От души хлопнул его по плечу и потрепал волосы на голове, словно шерсть любимой собаке.

– Бывай, дедуля, хули. Спасибо за приём, охуительный, всей нашей большой компании с автобуса, и за сгущёнку отдельно…

Недобро прищурившись на него на дорожку, вышел за дверь.

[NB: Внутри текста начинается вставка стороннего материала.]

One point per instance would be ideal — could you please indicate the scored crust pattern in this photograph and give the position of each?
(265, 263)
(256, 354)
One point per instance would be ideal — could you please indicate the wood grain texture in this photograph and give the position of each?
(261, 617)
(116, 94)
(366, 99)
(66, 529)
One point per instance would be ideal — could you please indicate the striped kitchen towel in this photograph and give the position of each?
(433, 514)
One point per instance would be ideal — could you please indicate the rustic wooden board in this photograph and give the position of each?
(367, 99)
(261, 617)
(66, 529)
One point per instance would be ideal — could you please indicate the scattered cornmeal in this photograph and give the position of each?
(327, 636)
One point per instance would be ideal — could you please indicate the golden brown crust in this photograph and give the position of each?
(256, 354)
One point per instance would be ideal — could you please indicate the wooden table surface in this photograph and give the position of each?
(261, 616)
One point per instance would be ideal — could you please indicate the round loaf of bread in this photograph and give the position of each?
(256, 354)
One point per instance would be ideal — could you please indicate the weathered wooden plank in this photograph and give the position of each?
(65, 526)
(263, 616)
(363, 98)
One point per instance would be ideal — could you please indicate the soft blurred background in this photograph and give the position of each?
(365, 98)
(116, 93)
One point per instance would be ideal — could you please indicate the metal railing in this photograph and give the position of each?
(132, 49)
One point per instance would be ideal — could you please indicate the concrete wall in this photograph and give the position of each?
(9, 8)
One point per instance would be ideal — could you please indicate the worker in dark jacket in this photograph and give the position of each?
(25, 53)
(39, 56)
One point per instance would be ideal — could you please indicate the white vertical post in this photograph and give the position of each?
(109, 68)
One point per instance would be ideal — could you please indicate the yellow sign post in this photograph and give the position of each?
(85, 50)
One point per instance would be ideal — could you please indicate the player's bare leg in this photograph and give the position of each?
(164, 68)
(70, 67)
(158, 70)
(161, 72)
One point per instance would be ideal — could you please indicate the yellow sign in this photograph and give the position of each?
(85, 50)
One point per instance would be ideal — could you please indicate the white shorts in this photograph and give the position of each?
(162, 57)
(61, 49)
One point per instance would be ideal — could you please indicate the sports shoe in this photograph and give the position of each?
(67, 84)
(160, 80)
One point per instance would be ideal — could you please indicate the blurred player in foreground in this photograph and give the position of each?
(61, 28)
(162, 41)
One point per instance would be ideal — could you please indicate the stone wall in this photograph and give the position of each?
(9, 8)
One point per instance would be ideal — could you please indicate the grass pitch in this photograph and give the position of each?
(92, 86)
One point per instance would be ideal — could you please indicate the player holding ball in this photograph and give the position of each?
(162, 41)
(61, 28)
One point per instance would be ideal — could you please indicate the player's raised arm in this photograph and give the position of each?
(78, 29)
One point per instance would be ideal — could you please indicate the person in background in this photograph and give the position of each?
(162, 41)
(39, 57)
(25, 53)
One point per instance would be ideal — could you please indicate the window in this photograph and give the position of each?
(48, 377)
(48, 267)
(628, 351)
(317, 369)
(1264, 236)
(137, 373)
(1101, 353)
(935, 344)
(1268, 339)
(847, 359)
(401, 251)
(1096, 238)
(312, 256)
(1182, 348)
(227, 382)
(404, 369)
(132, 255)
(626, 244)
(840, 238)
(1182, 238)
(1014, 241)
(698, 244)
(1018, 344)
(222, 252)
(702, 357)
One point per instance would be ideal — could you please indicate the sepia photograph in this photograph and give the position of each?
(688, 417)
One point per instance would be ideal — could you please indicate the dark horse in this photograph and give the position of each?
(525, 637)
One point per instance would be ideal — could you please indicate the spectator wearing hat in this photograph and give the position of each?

Я оказался на балконе. Этаже на пятнадцатом, не ниже. Передо мной стелился город. Вдалеке, там, где заканчивались дома и начинались поля, на сотни метров от земли вздымалась к небу огромная хуёвина. Человекоподобная машина высотой метров в семьсот – не меньше. Она была такой здоровенной, что даже с этого расстояния её можно было хорошо рассмотреть. Голова словно обтянута человеческой кожей; жуткое, с мёртвым выражением, лицо; чёрные, тяжёлые длинные тросы волос, качающиеся при каждом движении машины; тело закрыто рваной грязной серой мантией. Обшитые стальными листами руки прямоугольной формы висят по бокам, словно гигантские поезда подземки. Ног у этой уродливой машины не было, вместо них массивная гусеничная платформа, вдаль от которой тянулись глубокие борозды, вспахавшие всё поле и теряющиеся в переломанном лесу.

В следующий миг раздался оглушающий низкий рёв. Самый жуткий звук, который я когда-либо слышал. Он пробирал до самых кишок, оставляя после себя, словно какое-то ядовитое послевкусие, гнетущее ощущение безысходности и неотвратимости смерти. От этого стального чудовища не скрыться…

Ещё через мгновение машина с поразительной скоростью отклонилась вбок и взмахнула рукой. Из кулака руки, а точнее из открывшегося в нём при взмахе огромного люка, широким веером вытягивалось густое чёрное облако, быстро разделяясь на сотни чёрных точек.

Я не сразу понял, что гул, с которым появилось облако – это человеческие вопли. Чёрное облако состояло из людей. Вопящих от ужаса, выброшенных высоко в небо над городом, живых людей.

Люди стали сыпаться на дома, разбиваясь о стены и крыши, выбивая окна. Трупы сползали по стенам, оставляя густые кровавые разводы, падали на дороги, сминая машины.

– Это Сын Божий… – услышал я голос справа от себя.

Резко развернулся к говорившему. Передо мной стояла толстожопая Александра.

– Вы готовы отправляться? – привычно пресным голосом спросила она.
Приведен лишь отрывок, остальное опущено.